RBN || Jakarta
Program Cek Kesehatan Gratis (CKG) yang menjadi bagian dari program prioritas nasional pemerintahan Presiden Prabowo mencatat partisipasi besar sepanjang 2025. Kementerian Kesehatan menyebut sebanyak 70 juta masyarakat Indonesia telah mengikuti pemeriksaan kesehatan gratis dalam periode Februari hingga Desember 2025.
Dari jumlah tersebut, sekitar 65 persen merupakan masyarakat umum dan 35 persen berasal dari kalangan anak sekolah.
Juru Bicara Kementerian Kesehatan, dr.

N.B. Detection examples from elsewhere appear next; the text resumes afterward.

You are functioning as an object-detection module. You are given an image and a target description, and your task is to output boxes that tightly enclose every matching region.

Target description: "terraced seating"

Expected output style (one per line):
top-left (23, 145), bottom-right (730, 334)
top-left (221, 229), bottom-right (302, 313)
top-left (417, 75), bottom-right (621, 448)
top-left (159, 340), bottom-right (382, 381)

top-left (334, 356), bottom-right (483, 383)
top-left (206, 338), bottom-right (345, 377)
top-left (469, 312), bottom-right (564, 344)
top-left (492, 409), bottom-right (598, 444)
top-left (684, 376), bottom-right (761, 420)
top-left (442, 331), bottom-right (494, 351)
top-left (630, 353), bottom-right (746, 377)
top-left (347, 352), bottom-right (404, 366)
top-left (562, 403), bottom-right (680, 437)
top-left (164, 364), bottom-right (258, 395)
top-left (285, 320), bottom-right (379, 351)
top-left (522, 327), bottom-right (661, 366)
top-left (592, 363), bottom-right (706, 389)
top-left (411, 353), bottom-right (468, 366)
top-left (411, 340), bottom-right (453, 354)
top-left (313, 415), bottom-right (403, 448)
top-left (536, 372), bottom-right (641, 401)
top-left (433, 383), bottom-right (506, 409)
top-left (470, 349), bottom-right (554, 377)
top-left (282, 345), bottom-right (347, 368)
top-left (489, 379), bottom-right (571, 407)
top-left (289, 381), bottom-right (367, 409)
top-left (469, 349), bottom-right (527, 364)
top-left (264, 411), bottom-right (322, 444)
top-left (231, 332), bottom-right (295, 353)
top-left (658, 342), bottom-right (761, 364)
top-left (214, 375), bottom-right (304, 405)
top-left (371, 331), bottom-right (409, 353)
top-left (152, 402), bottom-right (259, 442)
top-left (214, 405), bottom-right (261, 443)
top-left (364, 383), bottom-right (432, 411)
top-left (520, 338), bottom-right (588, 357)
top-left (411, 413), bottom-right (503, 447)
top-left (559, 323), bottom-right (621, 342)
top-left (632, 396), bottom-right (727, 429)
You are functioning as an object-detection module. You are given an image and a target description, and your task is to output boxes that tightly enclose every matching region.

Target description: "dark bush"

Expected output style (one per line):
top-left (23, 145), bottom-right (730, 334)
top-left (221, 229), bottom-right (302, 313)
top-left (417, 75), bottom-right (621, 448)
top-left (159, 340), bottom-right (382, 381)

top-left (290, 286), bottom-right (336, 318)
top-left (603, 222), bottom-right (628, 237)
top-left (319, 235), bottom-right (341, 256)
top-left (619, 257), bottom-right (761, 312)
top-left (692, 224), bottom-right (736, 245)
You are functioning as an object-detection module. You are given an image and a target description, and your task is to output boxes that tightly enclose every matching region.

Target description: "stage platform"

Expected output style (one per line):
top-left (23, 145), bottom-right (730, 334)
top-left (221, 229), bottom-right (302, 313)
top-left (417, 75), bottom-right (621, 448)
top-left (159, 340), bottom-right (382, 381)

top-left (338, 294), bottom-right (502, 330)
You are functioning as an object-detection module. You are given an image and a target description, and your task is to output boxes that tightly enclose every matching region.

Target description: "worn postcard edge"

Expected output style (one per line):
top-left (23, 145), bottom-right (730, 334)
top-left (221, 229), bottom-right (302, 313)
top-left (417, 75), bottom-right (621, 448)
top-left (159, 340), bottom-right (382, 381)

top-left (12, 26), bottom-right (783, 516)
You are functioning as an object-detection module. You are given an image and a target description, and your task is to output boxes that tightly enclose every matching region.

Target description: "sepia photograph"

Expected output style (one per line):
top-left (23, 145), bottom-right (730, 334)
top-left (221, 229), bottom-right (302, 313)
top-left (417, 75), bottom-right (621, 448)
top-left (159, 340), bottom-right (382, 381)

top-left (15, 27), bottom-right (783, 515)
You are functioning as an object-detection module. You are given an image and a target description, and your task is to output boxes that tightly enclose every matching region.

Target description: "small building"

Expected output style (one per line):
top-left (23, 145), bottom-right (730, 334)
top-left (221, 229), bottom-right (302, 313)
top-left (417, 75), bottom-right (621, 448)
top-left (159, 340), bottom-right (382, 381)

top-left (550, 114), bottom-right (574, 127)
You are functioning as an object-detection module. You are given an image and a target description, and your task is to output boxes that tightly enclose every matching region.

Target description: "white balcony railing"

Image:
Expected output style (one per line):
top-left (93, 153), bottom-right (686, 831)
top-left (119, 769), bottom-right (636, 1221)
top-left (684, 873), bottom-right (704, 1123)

Widyawati M.K.M, menjelaskan bahwa CKG digelar karena masih banyak masyarakat yang belum menyadari pentingnya pemeriksaan kesehatan rutin. Hal ini disampaikan dalam tayangan Bincang Online Inspiratif (BIONS) Seri 296, Sabtu (28/2/2026).
“CKG berguna untuk mendeteksi penyakit sejak dini, sehingga apabila ditemukan indikasi gangguan kesehatan, bisa segera ditangani agar tidak terlanjur parah,” ujar dr. Widyawati.
Menurutnya, setelah menjalani pemeriksaan, masyarakat akan menerima laporan hasil kesehatan. Jika ditemukan indikasi penyakit, maka tindak lanjut penanganan bisa segera dilakukan agar tidak berkembang menjadi kondisi yang lebih serius.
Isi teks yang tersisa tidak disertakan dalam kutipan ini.